Saying ‘yes’  on constitutional recognition will offer funding security for local c

City of Adelaide Lord Mayor, Stephen Yarwood has praised the announcement by Prime Minister, Julia Gillard of a 14th September referendum to bring about recognition of Local Government in the Australian Constitution.

“When Australians go to the polls in September, they will also have the chance to say ‘yes’ in a referendum that’s all about protecting important Federal funding that reaches people on the ground, right here in our local communities,” Stephen said.

“In practical terms, we’re talking about Federal funds that help construct safer local roads, deliver real financial support for our local sporting clubs, that make our community centres more energy efficient and provide improvements to key facilities like libraries for our kids,” he said.

“The idea of a referendum on constitutional recognition for Local Government might sound complex, but in simple terms what we are asking people to say ‘yes’ to is formalising an arrangement for the Federal Government to directly fund local councils and protect key outcomes delivered to our communities,” he added.

President of the Local Government Association and Mayor of the City of Prospect, David O’Loughlin, highlighted the importance of the referendum question succeeding on the 14th September.

“Saying ‘yes’ at the referendum will give your local council the certainty it needs to unquestionably receive funding through Federal programs like Roads to Recovery and the Regional & Local Community Infrastructure Program without the risk of High Court challenge, which has happened recently,” he said.

There have been two recent High Court decisions that have fundamentally questioned the power of the Commonwealth to provide direct funding to local councils, funding that has been in place ever since the Roads to Recovery program was initiated by the Howard Government.

“Tony Abbott supports this, Barnaby Joyce supports it, Christine Milne supports it, the Independents support it and so does the Government.
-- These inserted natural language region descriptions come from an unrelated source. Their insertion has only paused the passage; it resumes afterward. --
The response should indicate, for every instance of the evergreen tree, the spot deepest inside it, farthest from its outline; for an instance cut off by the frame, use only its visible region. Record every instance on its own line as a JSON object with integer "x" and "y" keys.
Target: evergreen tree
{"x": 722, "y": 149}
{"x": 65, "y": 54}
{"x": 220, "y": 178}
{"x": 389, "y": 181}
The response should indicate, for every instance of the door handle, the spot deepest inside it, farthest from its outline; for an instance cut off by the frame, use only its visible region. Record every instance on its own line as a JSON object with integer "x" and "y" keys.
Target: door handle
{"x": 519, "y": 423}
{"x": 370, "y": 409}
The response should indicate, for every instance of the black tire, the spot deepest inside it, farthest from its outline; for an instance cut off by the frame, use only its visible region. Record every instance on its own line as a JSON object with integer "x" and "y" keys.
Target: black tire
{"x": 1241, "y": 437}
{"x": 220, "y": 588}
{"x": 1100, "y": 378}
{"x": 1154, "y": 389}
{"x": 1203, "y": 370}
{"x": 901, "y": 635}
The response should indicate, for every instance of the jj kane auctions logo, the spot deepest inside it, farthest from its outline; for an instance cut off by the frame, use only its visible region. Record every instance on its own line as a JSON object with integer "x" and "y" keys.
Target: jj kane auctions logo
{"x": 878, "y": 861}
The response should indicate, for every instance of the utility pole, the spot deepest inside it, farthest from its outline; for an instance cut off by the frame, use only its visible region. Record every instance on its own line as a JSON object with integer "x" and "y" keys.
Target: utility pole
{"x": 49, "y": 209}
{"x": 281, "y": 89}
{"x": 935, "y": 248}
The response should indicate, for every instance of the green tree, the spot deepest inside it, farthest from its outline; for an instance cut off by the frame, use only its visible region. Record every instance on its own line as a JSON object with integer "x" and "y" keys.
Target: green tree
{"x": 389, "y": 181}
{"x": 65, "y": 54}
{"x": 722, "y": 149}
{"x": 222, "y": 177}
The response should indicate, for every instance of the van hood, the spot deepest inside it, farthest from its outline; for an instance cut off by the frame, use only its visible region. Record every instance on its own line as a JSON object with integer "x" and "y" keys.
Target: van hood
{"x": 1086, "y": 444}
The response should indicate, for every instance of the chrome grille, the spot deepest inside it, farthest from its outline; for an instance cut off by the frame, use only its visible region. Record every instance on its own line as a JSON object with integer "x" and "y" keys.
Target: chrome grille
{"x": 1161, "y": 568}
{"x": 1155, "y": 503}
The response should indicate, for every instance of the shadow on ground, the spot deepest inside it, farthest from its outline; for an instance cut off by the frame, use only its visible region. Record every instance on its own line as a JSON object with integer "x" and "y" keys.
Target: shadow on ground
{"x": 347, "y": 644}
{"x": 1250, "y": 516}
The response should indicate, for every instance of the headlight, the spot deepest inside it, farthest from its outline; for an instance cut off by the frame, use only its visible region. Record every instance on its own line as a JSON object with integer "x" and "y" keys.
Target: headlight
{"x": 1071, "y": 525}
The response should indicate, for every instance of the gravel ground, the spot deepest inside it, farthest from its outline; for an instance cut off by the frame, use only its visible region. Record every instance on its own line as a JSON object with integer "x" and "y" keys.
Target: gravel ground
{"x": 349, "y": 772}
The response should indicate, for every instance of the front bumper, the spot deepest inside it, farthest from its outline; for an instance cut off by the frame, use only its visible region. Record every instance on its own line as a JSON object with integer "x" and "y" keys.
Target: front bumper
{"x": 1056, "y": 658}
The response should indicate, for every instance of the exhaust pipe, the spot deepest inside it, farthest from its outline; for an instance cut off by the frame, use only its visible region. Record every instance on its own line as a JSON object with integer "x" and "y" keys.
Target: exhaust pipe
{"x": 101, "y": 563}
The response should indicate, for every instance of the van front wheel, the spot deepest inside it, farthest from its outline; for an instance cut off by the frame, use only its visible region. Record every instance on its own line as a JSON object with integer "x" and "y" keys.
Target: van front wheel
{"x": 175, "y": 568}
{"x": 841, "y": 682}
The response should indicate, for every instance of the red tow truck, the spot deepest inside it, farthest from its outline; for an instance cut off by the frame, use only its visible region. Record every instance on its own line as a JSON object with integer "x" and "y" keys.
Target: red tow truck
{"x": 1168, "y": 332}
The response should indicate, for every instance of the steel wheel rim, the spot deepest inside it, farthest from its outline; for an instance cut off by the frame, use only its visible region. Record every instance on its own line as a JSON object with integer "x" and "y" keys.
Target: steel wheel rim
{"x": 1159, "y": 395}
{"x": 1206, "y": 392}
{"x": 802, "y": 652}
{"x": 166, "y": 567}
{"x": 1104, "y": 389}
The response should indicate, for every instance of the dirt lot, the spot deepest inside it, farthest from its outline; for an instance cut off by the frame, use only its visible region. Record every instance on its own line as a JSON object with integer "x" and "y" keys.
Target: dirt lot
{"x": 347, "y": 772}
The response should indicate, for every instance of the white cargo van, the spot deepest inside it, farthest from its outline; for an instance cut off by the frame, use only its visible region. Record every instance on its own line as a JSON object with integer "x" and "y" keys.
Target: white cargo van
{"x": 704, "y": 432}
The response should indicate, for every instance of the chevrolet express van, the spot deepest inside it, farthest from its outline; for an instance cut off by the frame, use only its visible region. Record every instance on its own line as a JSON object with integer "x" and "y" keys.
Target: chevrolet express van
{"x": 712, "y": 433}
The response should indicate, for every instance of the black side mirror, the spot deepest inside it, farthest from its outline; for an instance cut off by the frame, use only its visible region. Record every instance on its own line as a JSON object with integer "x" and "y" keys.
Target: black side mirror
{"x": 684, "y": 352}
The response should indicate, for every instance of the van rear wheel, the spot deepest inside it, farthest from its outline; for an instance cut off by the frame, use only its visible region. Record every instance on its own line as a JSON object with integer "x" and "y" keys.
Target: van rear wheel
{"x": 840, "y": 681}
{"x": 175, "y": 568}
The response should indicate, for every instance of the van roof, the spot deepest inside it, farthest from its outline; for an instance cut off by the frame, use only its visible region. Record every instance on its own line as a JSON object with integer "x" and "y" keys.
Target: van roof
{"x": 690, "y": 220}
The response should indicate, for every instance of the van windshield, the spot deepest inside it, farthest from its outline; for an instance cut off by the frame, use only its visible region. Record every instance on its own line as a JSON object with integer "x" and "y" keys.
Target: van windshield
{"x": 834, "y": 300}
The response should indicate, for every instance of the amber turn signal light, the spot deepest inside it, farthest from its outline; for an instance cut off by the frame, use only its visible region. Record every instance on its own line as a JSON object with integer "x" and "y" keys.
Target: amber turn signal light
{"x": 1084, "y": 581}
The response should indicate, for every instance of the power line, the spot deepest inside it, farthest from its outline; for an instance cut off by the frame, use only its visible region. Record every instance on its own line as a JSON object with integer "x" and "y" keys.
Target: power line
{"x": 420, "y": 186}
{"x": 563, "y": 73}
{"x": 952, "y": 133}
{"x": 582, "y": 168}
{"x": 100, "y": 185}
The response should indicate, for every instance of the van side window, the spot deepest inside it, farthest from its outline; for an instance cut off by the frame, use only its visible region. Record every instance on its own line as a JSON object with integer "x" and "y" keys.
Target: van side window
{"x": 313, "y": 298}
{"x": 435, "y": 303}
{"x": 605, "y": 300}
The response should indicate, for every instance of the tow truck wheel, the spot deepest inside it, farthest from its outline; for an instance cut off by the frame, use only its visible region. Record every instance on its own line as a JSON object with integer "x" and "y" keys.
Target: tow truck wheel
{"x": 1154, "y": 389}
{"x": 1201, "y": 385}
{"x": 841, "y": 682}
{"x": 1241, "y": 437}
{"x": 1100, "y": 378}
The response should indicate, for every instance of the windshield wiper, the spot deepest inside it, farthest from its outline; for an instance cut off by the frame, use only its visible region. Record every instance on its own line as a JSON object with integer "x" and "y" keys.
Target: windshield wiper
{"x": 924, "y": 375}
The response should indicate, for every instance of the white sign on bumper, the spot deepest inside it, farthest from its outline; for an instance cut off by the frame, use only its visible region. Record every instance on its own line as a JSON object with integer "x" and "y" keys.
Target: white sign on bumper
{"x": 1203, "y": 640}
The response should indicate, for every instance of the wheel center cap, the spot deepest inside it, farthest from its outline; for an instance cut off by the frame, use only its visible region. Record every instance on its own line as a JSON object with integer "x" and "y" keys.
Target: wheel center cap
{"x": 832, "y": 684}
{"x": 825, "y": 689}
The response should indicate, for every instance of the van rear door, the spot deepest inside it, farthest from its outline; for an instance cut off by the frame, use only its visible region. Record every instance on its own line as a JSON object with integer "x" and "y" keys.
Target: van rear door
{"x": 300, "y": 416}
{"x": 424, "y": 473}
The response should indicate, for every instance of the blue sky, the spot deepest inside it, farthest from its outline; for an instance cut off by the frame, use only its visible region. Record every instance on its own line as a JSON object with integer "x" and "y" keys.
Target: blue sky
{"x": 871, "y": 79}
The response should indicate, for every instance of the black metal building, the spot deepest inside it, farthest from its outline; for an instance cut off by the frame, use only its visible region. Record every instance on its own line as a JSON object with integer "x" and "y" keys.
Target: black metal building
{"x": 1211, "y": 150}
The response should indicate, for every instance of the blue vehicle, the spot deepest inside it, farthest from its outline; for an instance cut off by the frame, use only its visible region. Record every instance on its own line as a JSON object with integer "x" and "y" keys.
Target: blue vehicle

If it was your road or your kid's sporting club or your new library at risk, you'd support it too. And you should, because that is exactly what’s at risk," Mayor O’Loughlin added.

Felicity-ann Lewis, Australian Local Government Association (ALGA) President and Mayor of the City of Marion points out that saying ‘yes’ at the referendum will not change the legislative relationship that exists between the State and Local Governments.

“Councils will remain in the legislative jurisdiction of the State Governments and what’s proposed as part of the referendum question makes this very clear. This is not about watering down the State’s powers in relation to councils,” Ms Lewis said.

“It’s also important to note this referendum question is about removing uncertainty for critical funding for local infrastructure and services that we all use and enjoy in our local suburb,” she added.

“ALGA research shows that more than 50 per cent of the Australian population is supportive of constitutional recognition of councils, which means we have a substantial base of community support to build on in the lead up to the referendum,” she said.

Final recommendations of both the Expert Panel on Constitutional Recognition of Local Government and the Federal Parliamentary Joint Select Committee on Constitutional Recognition of Local Government supported and endorsed a 2013 constitutional recognition referendum.